Edward Carpenter  Roger Eliot Fry (1866–1934)  National Portrait Gallery, London
by Roger Fry

On Carpenter's return from India in 1891, he met George Merrill, a working class man also from Sheffield, 22 years his junior, and the two men struck up a relationship, eventually cohabiting in 1898.[7] Merrill had been raised in the slums of Sheffield and had no formal education. Their relationship endured and they remained partners for the rest of their lives, a fact made all the more extraordinary by the hysteria about homosexuality generated by the Oscar Wilde trial of 1895. Carpenter remarked in his work The Intermediate Sex:

Eros is a great leveller. Perhaps the true Democracy rests, more firmly than anywhere else, on a sentiment which easily passes the bounds of class and caste, and unites in the closest affection the most estranged ranks of society. It is noticeable how often Uranians of good position and breeding are drawn to rougher types, as of manual workers, and frequently very permanent alliances grow up in this way, which although not publicly acknowledged have a decided influence on social institutions, customs and political tendencies.[16]
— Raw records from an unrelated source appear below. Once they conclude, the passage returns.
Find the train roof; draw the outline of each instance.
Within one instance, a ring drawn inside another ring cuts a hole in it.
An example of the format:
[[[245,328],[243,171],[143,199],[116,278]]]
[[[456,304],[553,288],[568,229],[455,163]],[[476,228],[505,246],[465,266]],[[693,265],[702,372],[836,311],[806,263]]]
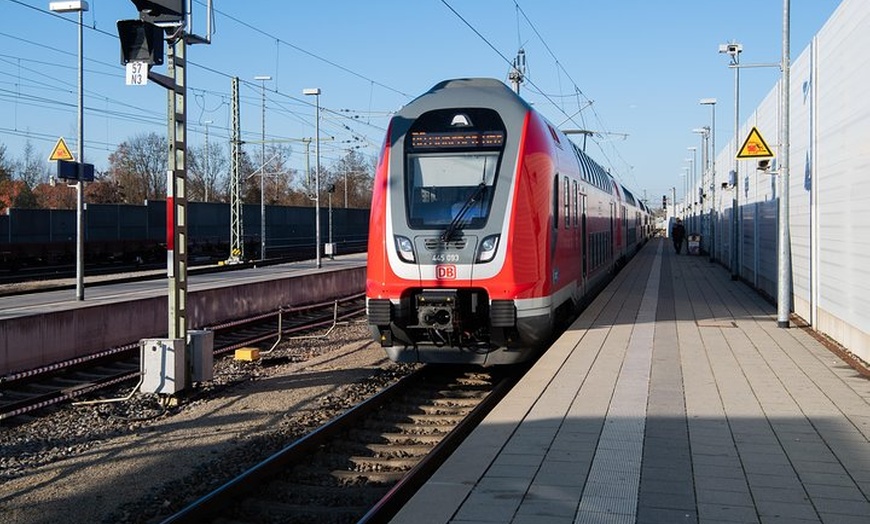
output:
[[[399,118],[415,119],[435,109],[485,107],[497,111],[506,126],[522,125],[532,106],[500,80],[494,78],[455,78],[435,84],[396,113]]]

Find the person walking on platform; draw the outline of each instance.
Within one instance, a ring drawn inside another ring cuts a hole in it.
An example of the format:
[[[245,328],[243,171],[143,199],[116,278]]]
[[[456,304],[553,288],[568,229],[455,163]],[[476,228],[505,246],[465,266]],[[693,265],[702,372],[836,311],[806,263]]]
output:
[[[683,250],[683,240],[686,238],[686,228],[683,227],[683,222],[678,218],[671,228],[671,240],[674,241],[674,251],[679,255]]]

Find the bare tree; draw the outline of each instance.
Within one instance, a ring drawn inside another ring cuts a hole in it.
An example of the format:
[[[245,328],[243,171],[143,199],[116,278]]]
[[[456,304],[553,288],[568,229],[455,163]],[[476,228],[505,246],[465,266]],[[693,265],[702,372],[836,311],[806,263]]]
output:
[[[225,202],[229,173],[229,159],[223,148],[216,145],[192,147],[188,150],[187,177],[190,184],[190,200],[201,202]],[[206,155],[208,155],[206,157]]]
[[[327,172],[328,184],[335,184],[333,205],[365,208],[371,205],[374,168],[370,159],[355,149],[341,157]],[[327,185],[328,187],[328,185]]]
[[[124,202],[166,198],[166,137],[144,133],[121,143],[109,155],[109,180],[120,186]]]

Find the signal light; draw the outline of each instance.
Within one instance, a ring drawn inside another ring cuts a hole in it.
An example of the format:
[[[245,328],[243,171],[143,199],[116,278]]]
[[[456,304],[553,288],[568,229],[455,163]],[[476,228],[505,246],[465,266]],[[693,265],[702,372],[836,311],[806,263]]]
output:
[[[118,20],[121,40],[121,64],[146,62],[163,63],[163,29],[143,20]]]

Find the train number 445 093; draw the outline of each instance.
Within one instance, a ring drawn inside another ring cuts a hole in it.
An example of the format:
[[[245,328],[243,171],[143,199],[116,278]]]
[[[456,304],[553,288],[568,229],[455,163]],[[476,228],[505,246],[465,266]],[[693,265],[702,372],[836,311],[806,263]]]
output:
[[[435,266],[435,278],[437,280],[455,280],[456,266],[453,264],[441,264]]]

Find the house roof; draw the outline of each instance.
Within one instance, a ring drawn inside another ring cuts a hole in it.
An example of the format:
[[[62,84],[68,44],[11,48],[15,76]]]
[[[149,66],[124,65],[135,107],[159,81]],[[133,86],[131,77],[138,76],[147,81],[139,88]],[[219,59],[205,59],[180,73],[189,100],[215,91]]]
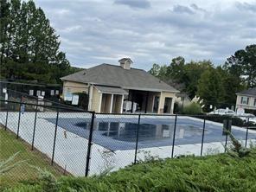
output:
[[[120,60],[118,60],[118,62],[125,62],[126,61],[130,61],[131,62],[132,62],[132,61],[130,58],[123,58],[123,59],[120,59]]]
[[[99,91],[105,93],[128,94],[128,93],[125,90],[118,87],[105,86],[95,86]]]
[[[103,63],[93,67],[61,78],[93,85],[118,86],[144,91],[179,92],[146,71],[137,68],[124,69],[120,66]]]
[[[256,87],[250,88],[242,92],[238,93],[237,94],[245,94],[245,95],[252,95],[256,96]]]

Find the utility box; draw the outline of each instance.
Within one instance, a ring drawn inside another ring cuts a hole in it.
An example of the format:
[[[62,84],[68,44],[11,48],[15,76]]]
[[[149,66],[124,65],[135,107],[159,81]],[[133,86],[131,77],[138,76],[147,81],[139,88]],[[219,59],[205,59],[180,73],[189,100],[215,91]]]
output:
[[[231,127],[232,127],[232,119],[224,119],[222,135],[227,135],[227,131],[231,131]]]

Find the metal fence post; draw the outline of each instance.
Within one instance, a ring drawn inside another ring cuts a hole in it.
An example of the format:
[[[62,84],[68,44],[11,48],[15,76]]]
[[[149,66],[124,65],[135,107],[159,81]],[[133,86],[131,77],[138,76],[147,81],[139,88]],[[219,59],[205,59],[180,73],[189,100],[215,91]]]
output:
[[[171,149],[171,157],[172,158],[173,158],[173,154],[174,154],[175,135],[176,135],[176,124],[177,124],[177,115],[175,116],[175,122],[174,122],[173,140],[172,140],[172,149]]]
[[[225,127],[225,129],[226,129],[226,140],[225,140],[225,149],[224,149],[224,152],[226,153],[226,151],[227,151],[227,131],[228,131],[228,130],[227,130],[227,127],[228,127],[228,124],[229,124],[229,118],[227,118],[227,127]]]
[[[248,131],[249,131],[249,118],[247,119],[247,126],[246,126],[246,147],[247,147],[247,140],[248,140]]]
[[[93,140],[93,125],[94,125],[94,118],[95,118],[95,112],[92,113],[92,119],[91,119],[91,126],[90,126],[90,132],[89,132],[89,138],[88,138],[88,145],[87,145],[87,155],[86,155],[86,174],[85,176],[87,176],[89,173],[89,166],[90,166],[90,159],[91,159],[91,150],[92,150],[92,140]]]
[[[20,131],[20,124],[21,124],[21,112],[22,110],[22,104],[20,104],[20,109],[19,109],[19,119],[18,119],[18,128],[17,128],[17,137],[16,138],[19,138],[19,131]]]
[[[54,148],[53,148],[52,162],[51,162],[51,164],[52,165],[54,164],[54,152],[55,152],[55,144],[56,144],[56,136],[57,136],[57,129],[58,129],[58,121],[59,121],[59,108],[57,108],[57,117],[56,117],[56,123],[55,123]]]
[[[7,129],[8,113],[9,113],[9,102],[7,101],[7,110],[6,110],[6,118],[5,118],[5,128],[4,128],[5,131]]]
[[[200,152],[200,156],[202,155],[203,140],[204,140],[204,131],[205,131],[205,116],[204,116],[204,118],[203,118],[203,126],[202,126],[202,144],[201,144],[201,152]]]
[[[138,114],[138,126],[137,126],[137,132],[136,132],[136,145],[135,145],[134,164],[136,164],[136,163],[137,163],[138,131],[139,131],[139,126],[140,126],[140,115],[141,114]]]
[[[38,100],[37,100],[38,104]],[[34,121],[34,129],[33,129],[33,138],[32,138],[32,147],[31,150],[34,150],[34,142],[35,142],[35,125],[36,125],[36,118],[37,118],[37,107],[38,106],[36,105],[35,106],[35,121]]]

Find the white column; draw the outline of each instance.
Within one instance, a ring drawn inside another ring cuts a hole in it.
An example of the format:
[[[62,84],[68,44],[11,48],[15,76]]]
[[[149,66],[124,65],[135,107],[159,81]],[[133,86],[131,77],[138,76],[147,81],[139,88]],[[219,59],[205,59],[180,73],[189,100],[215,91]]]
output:
[[[122,94],[120,113],[123,113],[124,98],[125,98],[125,96]]]
[[[101,102],[102,102],[102,93],[99,93],[99,112],[101,112]]]
[[[90,85],[89,88],[89,104],[88,104],[88,110],[92,110],[92,105],[93,105],[93,85]]]
[[[113,106],[113,94],[111,94],[111,102],[110,102],[110,110],[109,112],[112,113],[112,106]]]

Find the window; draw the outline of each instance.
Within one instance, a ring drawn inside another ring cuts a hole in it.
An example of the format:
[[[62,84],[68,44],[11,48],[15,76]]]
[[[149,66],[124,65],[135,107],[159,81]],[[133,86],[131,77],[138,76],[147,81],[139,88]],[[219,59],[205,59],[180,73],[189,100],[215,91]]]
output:
[[[54,95],[54,90],[51,90],[51,96]]]
[[[32,96],[34,95],[34,90],[33,89],[29,90],[29,95],[32,95]]]
[[[37,90],[36,91],[36,96],[40,96],[41,95],[41,91],[40,90]]]
[[[249,104],[249,98],[248,97],[241,97],[241,104],[248,105]]]

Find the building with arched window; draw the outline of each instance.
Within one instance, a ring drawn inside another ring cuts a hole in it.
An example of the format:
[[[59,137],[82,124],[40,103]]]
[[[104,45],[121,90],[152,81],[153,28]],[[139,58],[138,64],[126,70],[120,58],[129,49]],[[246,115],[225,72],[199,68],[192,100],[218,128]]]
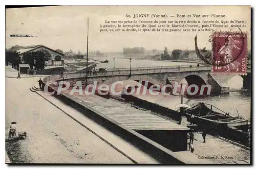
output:
[[[63,66],[64,65],[63,59],[64,54],[41,44],[26,46],[16,52],[19,53],[19,55],[22,60],[24,54],[36,51],[41,51],[45,54],[45,58],[48,60],[46,63],[47,65],[51,66]]]

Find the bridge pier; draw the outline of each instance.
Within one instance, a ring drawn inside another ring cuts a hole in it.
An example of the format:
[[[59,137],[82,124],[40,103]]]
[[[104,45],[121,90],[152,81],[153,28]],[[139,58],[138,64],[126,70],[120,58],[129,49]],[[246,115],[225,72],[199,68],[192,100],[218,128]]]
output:
[[[243,87],[245,89],[251,89],[251,74],[247,73],[247,75],[241,75],[243,78]]]

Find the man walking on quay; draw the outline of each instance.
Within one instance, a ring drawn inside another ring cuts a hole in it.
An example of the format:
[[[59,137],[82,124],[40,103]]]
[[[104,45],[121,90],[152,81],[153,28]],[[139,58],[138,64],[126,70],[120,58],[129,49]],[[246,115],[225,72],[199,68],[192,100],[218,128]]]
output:
[[[39,79],[39,80],[38,81],[38,83],[39,83],[39,87],[40,87],[40,89],[41,89],[41,86],[42,85],[42,81],[41,80],[41,78]]]
[[[61,71],[61,73],[60,74],[60,78],[63,78],[63,71]]]
[[[18,73],[18,77],[17,79],[20,79],[20,74],[19,74],[19,71]]]
[[[189,143],[193,144],[193,140],[194,140],[194,129],[192,129],[190,130],[189,134]]]
[[[203,138],[204,139],[204,142],[205,142],[205,137],[206,136],[206,130],[204,129],[203,130],[203,133],[202,133],[202,136],[203,136]]]

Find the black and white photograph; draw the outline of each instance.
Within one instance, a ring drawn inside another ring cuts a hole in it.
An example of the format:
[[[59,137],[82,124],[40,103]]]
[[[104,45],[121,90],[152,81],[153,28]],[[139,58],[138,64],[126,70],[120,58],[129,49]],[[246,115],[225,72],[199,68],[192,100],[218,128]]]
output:
[[[251,165],[251,10],[6,8],[5,163]]]

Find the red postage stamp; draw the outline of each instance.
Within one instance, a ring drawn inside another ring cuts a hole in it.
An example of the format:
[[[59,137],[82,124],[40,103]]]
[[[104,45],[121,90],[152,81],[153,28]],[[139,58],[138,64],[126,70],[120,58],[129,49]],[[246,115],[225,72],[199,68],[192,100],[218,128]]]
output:
[[[212,72],[216,74],[246,74],[247,34],[216,32],[212,39]]]

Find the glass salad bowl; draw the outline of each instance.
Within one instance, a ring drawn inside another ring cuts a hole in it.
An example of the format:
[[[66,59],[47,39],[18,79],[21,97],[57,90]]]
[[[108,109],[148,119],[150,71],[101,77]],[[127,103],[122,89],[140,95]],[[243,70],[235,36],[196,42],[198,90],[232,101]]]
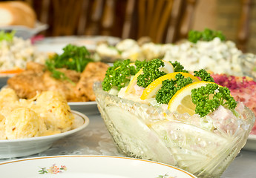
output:
[[[220,177],[244,146],[255,119],[245,108],[232,126],[212,130],[207,119],[197,122],[194,116],[111,95],[102,90],[101,83],[93,90],[120,152],[177,166],[198,177]]]

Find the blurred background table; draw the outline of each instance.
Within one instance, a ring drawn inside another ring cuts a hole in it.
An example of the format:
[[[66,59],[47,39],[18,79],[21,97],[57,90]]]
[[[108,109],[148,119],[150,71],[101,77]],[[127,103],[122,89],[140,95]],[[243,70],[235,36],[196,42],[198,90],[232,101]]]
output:
[[[108,155],[124,156],[118,152],[99,113],[89,115],[90,124],[84,130],[55,142],[48,150],[26,157],[54,155]],[[24,157],[22,157],[24,158]],[[0,162],[17,158],[0,159]],[[22,158],[19,158],[22,159]],[[222,178],[254,178],[256,152],[242,150]]]

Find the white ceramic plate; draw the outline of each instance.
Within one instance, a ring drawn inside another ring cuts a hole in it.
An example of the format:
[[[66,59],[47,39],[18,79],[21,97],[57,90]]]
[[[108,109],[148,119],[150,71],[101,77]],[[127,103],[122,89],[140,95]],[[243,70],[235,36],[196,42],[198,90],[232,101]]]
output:
[[[96,44],[102,41],[106,41],[109,44],[114,45],[120,41],[120,39],[105,36],[47,37],[42,41],[36,42],[34,45],[39,51],[61,54],[63,53],[62,48],[68,44],[85,46],[88,50],[94,50]]]
[[[1,177],[191,178],[191,174],[165,164],[105,156],[59,156],[0,163]]]
[[[86,115],[99,114],[97,104],[96,102],[68,102],[71,110],[82,112]]]
[[[256,135],[249,135],[247,142],[243,149],[256,151]]]
[[[48,149],[53,143],[65,136],[76,133],[89,124],[89,119],[84,114],[72,111],[75,115],[73,129],[59,134],[28,139],[0,140],[0,158],[24,156],[40,153]]]

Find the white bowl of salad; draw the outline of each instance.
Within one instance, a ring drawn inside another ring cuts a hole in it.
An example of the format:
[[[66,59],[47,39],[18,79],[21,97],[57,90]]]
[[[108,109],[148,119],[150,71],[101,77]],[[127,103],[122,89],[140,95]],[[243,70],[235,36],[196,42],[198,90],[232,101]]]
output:
[[[117,62],[93,89],[119,151],[198,177],[220,177],[255,120],[205,70],[188,73],[177,62]]]

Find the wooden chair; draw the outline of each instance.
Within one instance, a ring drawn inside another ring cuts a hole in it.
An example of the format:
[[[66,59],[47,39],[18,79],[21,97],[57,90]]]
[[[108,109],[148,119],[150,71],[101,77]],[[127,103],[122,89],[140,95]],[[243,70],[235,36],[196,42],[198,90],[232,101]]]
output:
[[[237,47],[243,52],[246,52],[249,38],[250,13],[252,9],[252,0],[241,0],[241,13],[237,32]]]
[[[24,0],[39,21],[49,24],[45,36],[103,35],[157,43],[186,36],[196,0]]]
[[[174,42],[187,36],[196,0],[129,0],[122,38],[149,36],[154,42]]]

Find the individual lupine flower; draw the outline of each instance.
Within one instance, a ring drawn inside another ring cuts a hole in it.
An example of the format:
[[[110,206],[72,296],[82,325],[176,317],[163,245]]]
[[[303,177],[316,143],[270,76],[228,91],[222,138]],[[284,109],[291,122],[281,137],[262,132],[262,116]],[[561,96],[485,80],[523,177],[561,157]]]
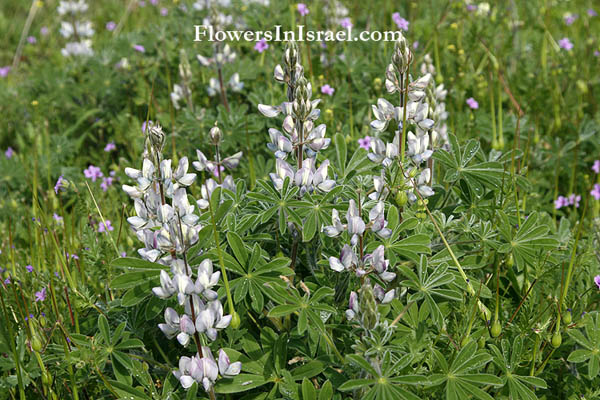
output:
[[[110,142],[110,143],[107,143],[106,146],[104,146],[104,151],[107,152],[107,153],[111,152],[111,151],[114,151],[116,149],[117,149],[117,145],[115,144],[114,141]]]
[[[329,267],[336,272],[349,270],[357,265],[358,257],[356,257],[356,254],[354,254],[352,248],[347,244],[342,247],[342,252],[339,258],[329,257]]]
[[[10,283],[10,282],[9,282]],[[35,301],[44,301],[46,300],[46,288],[42,288],[39,292],[35,292]]]
[[[225,350],[219,350],[219,372],[224,378],[231,378],[238,375],[242,370],[242,363],[237,361],[231,363],[229,356],[225,353]]]
[[[433,150],[428,149],[429,134],[415,135],[412,132],[407,134],[407,152],[406,154],[418,165],[427,161],[432,155]]]
[[[329,84],[321,86],[321,93],[332,96],[333,92],[335,92],[335,89],[329,86]]]
[[[91,179],[92,182],[96,182],[96,179],[102,178],[103,176],[100,167],[96,167],[91,164],[83,171],[83,174],[86,178]]]
[[[4,152],[4,156],[6,158],[8,158],[9,160],[12,158],[12,156],[15,154],[15,151],[13,150],[12,147],[8,146],[8,148],[6,149],[6,151]]]
[[[383,245],[378,246],[373,253],[365,257],[365,262],[371,264],[382,281],[391,282],[396,278],[396,274],[388,271],[390,262],[385,259],[384,250]]]
[[[575,206],[575,208],[579,208],[579,202],[581,201],[581,196],[575,195],[574,193],[568,197],[568,202],[570,206]]]
[[[260,39],[254,45],[254,50],[258,51],[259,53],[262,53],[263,51],[265,51],[268,48],[269,48],[269,43],[267,43],[266,39],[264,39],[264,38]]]
[[[206,333],[210,340],[217,338],[217,329],[225,329],[231,322],[231,315],[223,315],[223,306],[219,300],[211,301],[196,318],[196,330]]]
[[[567,51],[571,51],[573,49],[573,43],[569,40],[569,38],[562,38],[558,41],[558,45],[561,49],[565,49]]]
[[[340,26],[344,29],[351,29],[354,25],[352,25],[352,20],[348,17],[342,18],[340,21]]]
[[[384,143],[379,138],[371,140],[371,153],[367,154],[369,160],[382,164],[384,167],[392,165],[394,159],[398,157],[398,143],[400,142],[400,132],[396,131],[392,143]]]
[[[302,15],[304,17],[304,16],[308,15],[308,13],[310,11],[308,10],[308,7],[306,6],[306,4],[298,3],[298,12],[300,13],[300,15]]]
[[[398,29],[402,29],[403,31],[408,31],[409,22],[400,16],[400,13],[393,13],[392,20],[398,26]]]
[[[594,188],[592,189],[590,194],[592,196],[594,196],[594,198],[596,200],[600,200],[600,184],[599,183],[594,184]]]
[[[105,220],[104,222],[100,222],[98,224],[98,232],[99,233],[103,233],[103,232],[112,232],[114,231],[115,228],[112,226],[111,222],[109,219]]]
[[[198,266],[198,275],[194,285],[196,293],[201,294],[207,300],[216,300],[217,292],[212,290],[219,283],[220,271],[213,272],[213,265],[210,259],[206,259]]]
[[[472,110],[477,110],[479,108],[479,103],[477,102],[477,100],[475,100],[472,97],[469,97],[467,99],[467,105],[472,109]]]
[[[371,136],[365,136],[364,138],[358,139],[358,147],[369,151],[371,148]]]
[[[348,309],[346,310],[346,318],[352,321],[360,312],[358,304],[358,294],[355,291],[350,292],[350,298],[348,300]]]
[[[569,205],[569,199],[564,196],[558,196],[556,200],[554,200],[554,208],[560,210],[562,207],[566,207]]]

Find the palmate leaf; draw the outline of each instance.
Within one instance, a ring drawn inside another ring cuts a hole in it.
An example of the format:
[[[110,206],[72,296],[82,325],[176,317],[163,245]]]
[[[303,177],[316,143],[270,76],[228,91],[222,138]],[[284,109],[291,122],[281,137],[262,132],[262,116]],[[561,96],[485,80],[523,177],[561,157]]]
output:
[[[539,222],[539,214],[532,212],[523,221],[517,232],[512,234],[512,225],[508,216],[499,211],[501,225],[500,234],[508,242],[500,246],[500,253],[512,252],[518,266],[534,265],[539,254],[558,246],[558,241],[548,236],[548,226]]]
[[[439,150],[433,156],[447,168],[445,182],[456,182],[462,178],[478,196],[483,194],[484,186],[498,188],[502,185],[506,172],[501,163],[473,161],[480,150],[478,141],[471,139],[461,149],[456,136],[448,135],[448,139],[452,152]]]
[[[446,400],[463,400],[474,397],[481,400],[493,400],[493,397],[480,387],[502,386],[496,375],[478,372],[492,360],[484,350],[477,350],[477,343],[471,341],[456,354],[452,364],[434,349],[433,355],[442,369],[442,374],[434,374],[431,381],[435,385],[446,383]]]
[[[570,329],[568,334],[583,349],[573,351],[567,361],[573,363],[588,362],[588,378],[594,379],[600,371],[600,314],[590,312],[585,318],[585,336],[580,330]]]

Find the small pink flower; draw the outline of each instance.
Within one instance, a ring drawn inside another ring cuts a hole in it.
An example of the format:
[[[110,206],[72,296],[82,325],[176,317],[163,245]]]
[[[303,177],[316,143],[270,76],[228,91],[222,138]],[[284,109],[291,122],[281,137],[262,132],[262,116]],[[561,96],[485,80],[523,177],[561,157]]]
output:
[[[594,196],[596,200],[600,200],[600,184],[596,183],[590,194]]]
[[[371,136],[365,136],[364,138],[358,139],[358,146],[361,149],[368,151],[371,148]]]
[[[563,207],[569,205],[569,199],[565,196],[558,196],[556,200],[554,200],[554,208],[560,210]]]
[[[115,228],[112,226],[109,219],[106,220],[106,224],[104,222],[100,222],[98,224],[98,232],[100,232],[100,233],[103,233],[103,232],[108,233],[109,231],[114,231],[114,230],[115,230]]]
[[[265,51],[268,48],[269,48],[269,44],[267,43],[266,39],[264,39],[264,38],[260,39],[254,45],[254,50],[258,51],[259,53],[262,53],[263,51]]]
[[[400,16],[400,13],[393,13],[392,20],[398,26],[398,29],[402,29],[403,31],[408,31],[409,22]]]
[[[467,99],[467,105],[471,107],[472,110],[477,110],[479,108],[479,103],[472,97]]]
[[[573,43],[569,40],[569,38],[562,38],[558,41],[558,45],[561,49],[565,49],[567,51],[571,51],[573,48]]]
[[[306,4],[298,3],[298,12],[304,17],[305,15],[308,15],[310,11],[308,11],[308,7],[306,6]]]
[[[352,25],[352,20],[350,18],[343,18],[340,21],[340,26],[344,29],[350,29],[352,28],[354,25]]]
[[[6,78],[9,72],[10,67],[8,65],[6,67],[0,67],[0,78]]]
[[[116,149],[117,145],[115,144],[115,142],[107,143],[106,146],[104,146],[104,151],[107,153]]]
[[[321,93],[331,96],[331,95],[333,95],[333,92],[335,92],[335,89],[332,88],[331,86],[329,86],[329,85],[321,86]]]
[[[96,179],[102,178],[103,174],[100,167],[89,165],[87,169],[83,170],[83,174],[86,178],[91,179],[92,182],[96,182]]]

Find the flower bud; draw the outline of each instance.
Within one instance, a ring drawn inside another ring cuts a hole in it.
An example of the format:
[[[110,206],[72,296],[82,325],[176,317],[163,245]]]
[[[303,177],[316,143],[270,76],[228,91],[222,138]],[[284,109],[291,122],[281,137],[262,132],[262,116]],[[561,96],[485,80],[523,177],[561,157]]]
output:
[[[500,336],[500,333],[502,333],[502,326],[500,326],[500,322],[498,322],[498,320],[495,320],[492,323],[492,328],[490,329],[490,336],[498,337]]]
[[[210,139],[212,140],[213,145],[218,146],[221,143],[221,139],[223,138],[223,133],[221,129],[217,126],[215,122],[215,126],[210,129]]]
[[[551,343],[552,347],[554,347],[555,349],[560,347],[560,345],[562,344],[562,336],[560,335],[560,332],[554,332],[554,335],[552,335]]]

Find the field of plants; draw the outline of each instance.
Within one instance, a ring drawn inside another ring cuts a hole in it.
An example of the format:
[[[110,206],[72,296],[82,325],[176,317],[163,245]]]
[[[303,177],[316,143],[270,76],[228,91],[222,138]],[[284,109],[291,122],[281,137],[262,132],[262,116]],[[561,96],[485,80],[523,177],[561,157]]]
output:
[[[600,399],[598,13],[3,0],[0,400]]]

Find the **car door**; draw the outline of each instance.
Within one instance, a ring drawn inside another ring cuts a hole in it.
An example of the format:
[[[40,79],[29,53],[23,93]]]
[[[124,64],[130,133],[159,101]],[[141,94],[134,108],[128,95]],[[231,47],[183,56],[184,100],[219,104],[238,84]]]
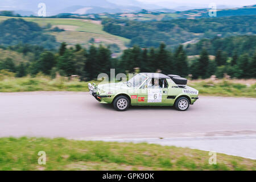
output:
[[[168,96],[168,84],[164,79],[148,78],[138,90],[138,105],[161,106]]]

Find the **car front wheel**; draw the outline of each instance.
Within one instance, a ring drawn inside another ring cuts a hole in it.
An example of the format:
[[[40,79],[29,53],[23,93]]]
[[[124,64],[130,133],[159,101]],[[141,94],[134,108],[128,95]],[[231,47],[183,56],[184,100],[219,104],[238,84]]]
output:
[[[177,110],[184,111],[189,107],[189,101],[185,97],[180,97],[176,101],[175,107]]]
[[[124,111],[130,106],[130,101],[125,96],[118,96],[113,102],[114,107],[118,111]]]

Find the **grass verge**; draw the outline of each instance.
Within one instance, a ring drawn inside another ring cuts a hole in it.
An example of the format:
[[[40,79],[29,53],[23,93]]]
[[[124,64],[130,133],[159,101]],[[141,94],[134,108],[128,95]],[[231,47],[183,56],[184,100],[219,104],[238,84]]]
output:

George Merrill to Edward Carpenter, 8 November 1896: Dear Ted [. . .] I shall be glad to see thy dear face again as I have such longings to kiss those sweet lips of thine. I will wait till I hear from you, first. So I must close dear heart as I am feeling a little low and lonesome. I’m always with thee every night in spirit, fondest love from your dear Boy G XXX.

Carpenter included among his friends the scholar, author, naturalist, and founder of the Humanitarian League, Henry S. Salt, and his wife, Catherine;[17] the critic, essayist and sexologist, Havelock Ellis, and his wife, Edith; actor and producer Ben Iden Payne; Labour activists, John Bruce and Katharine Glasier; writer and scholar, John Addington Symonds; and the writer and feminist, Olive Schreiner.[18] E. M. Forster was also close friends with the couple, who on a visit to Millthorpe in 1912 was inspired to write his gay-themed novel, Maurice.[19] Forster records in his diary that Merrill "...touched my backside - gently and just above the buttocks. I believe he touched most people's. The sensation was unusual and I still remember it, as I remember the position of a long vanished tooth. He made a profound impression on me and touched a creative spring."[7]

The relationship between Carpenter and Merrill was the template for the relationship between Maurice Hall and Alec Scudder, the gamekeeper in Forster's novel.[19] Carpenter was also a significant influence on the author D. H. Lawrence, whose Lady Chatterley's Lover can be seen as a heterosexualised Maurice.[20]

In 1902 his anthology of verse and prose, Ioläus: An Anthology of Friendship, was published.[21][22][23] The book was published again in 1906 by William Swan Sonnenschein.[24]

In 1914 Carpenter founded the British Society for the Study of Sex Psychology (BSSSP) with Laurence Housman, which aimed to discuss matters around women’s sexuality and homosexuality openly and honestly and which, as one of a number of aims, campaigned to have homosexuality decriminalised.

In 1915, he published The Healing of Nations and the Hidden Sources of Their Strife, where he argued that the source of war and discontent in western society was class-monopoly and social inequality.

Carpenter was an advocate of the Christ myth theory.[25] He authored the book Pagan and Christian Creeds, 1920.

After the First World War, he had moved to Guildford, Surrey, with George Merrill[26] and the two lived at 23 Mountside Road.[27] In January 1928, Merrill died suddenly.[7] Carpenter was devastated and he sold their house and lodged for a short time, with his companion and carer Ted Inigan, at 17 Woodland Avenue, just a short walk from Mountside. They then moved to a bungalow called ‘Inglenook’ in Josephs Road.[27]

In May 1928, Carpenter suffered a paralytic stroke. He lived another 13 months before he died on 28 June 1929, aged 84.[7] He was interred, in the same grave as Merrill, at the Mount Cemetery at Guildford in Surrey.